Blenheim welcomes Nick Clegg’s call for a rational debate about Drugs Law and regulation in the UK. For 50 years Blenheim have supported and continues to support those who get into problems with their use of drugs and alcohol.

At Blenheim we believe we need to be careful and take responsibility for understanding the serious health risks that can accompany drug and alcohol use. We believe that the supply of drugs including alcohol and tobacco needs to be heavily regulated.

Blenheim works with thousands of people who have serious health and dependency problems as a result of their drug and alcohol use. The early death and ill health of so many is an ongoing national tragedy.

As a society we must regulate the supply of recreational drugs for consumption and ensure that people are aware of the risks so that they are able to make informed decisions. We must also ensure that people are not being sold contaminated substances or products with widely varying purity levels, two of the things implicated in a significant number of drug related deaths.

The UK’s current approach makes many substances illegal, and in doing so abdicates any responsibility for control, regulation, public health, trading standards or supply.
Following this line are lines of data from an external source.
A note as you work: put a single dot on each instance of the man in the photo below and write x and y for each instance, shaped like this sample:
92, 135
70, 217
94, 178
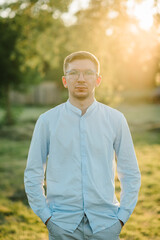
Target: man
80, 138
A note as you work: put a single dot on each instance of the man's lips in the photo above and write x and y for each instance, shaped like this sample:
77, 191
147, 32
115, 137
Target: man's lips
81, 87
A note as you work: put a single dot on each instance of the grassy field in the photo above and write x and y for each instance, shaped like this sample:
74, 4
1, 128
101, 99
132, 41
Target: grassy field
18, 222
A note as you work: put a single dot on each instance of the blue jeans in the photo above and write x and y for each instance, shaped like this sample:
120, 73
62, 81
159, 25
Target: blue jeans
84, 232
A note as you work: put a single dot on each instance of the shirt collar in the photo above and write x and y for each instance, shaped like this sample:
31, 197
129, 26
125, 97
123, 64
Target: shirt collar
78, 111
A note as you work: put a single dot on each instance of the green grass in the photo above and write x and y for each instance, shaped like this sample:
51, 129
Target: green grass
17, 221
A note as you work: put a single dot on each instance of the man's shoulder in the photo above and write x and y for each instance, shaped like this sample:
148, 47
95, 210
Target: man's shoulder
110, 110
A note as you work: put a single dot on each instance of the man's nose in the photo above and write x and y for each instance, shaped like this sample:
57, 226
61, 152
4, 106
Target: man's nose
81, 77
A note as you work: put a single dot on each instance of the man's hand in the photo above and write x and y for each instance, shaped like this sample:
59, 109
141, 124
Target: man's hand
121, 223
47, 220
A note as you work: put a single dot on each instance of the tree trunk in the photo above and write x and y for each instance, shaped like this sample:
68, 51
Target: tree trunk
8, 115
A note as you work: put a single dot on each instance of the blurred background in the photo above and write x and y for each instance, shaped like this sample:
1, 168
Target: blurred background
35, 37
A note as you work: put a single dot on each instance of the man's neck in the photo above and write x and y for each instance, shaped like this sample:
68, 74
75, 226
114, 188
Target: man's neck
82, 104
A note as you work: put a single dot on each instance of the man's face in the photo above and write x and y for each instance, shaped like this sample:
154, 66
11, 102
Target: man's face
81, 79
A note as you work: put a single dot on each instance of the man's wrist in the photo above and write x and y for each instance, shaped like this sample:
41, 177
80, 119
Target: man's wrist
47, 220
122, 224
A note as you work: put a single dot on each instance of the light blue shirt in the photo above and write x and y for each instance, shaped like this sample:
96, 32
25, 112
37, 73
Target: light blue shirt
78, 154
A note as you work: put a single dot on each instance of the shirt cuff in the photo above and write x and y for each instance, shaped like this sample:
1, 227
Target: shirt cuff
45, 214
123, 215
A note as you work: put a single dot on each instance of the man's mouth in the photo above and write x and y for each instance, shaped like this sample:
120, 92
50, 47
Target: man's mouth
81, 87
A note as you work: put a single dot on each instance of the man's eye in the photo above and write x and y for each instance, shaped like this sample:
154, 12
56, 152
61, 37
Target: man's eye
73, 73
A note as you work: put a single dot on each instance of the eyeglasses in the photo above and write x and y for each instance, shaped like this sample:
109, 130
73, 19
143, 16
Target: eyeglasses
87, 74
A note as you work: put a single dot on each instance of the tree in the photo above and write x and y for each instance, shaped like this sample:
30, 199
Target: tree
30, 45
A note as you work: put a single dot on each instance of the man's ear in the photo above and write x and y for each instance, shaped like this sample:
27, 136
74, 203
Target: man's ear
64, 81
98, 81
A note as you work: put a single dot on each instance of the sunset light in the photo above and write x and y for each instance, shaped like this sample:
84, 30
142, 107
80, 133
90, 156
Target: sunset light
143, 11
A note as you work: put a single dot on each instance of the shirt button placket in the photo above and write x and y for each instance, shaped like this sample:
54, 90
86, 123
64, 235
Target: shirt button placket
83, 158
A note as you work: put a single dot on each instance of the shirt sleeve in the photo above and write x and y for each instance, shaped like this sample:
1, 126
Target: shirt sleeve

It pushes supply into the hands of criminal gangs and is a direct cause of drug related violence on our streets. The Economist Magazine has published definitive articles over the years on the issue.The case study of American Alcohol Prohibition provides a clear understanding of the link between
Prohibition and organized crime.

Blenheim welcomes Nick Clegg’s comment that the UK needed to be at the heart of the debate about potential alternatives to blanket Prohibition, and that he wanted to see an end to “the tradition where politicians only talk about drugs reform when they have left office because they fear the political consequences.”

“Let’s fight organized crime and drug related death, ill health, and dependency by being smarter about our laws prohibiting and regulating drugs. Such an approach requires a rational debate on Drugs Policy and a political consensus to set up and implement the recommendations of a Royal Commission” John Jolly CEO Blenheim.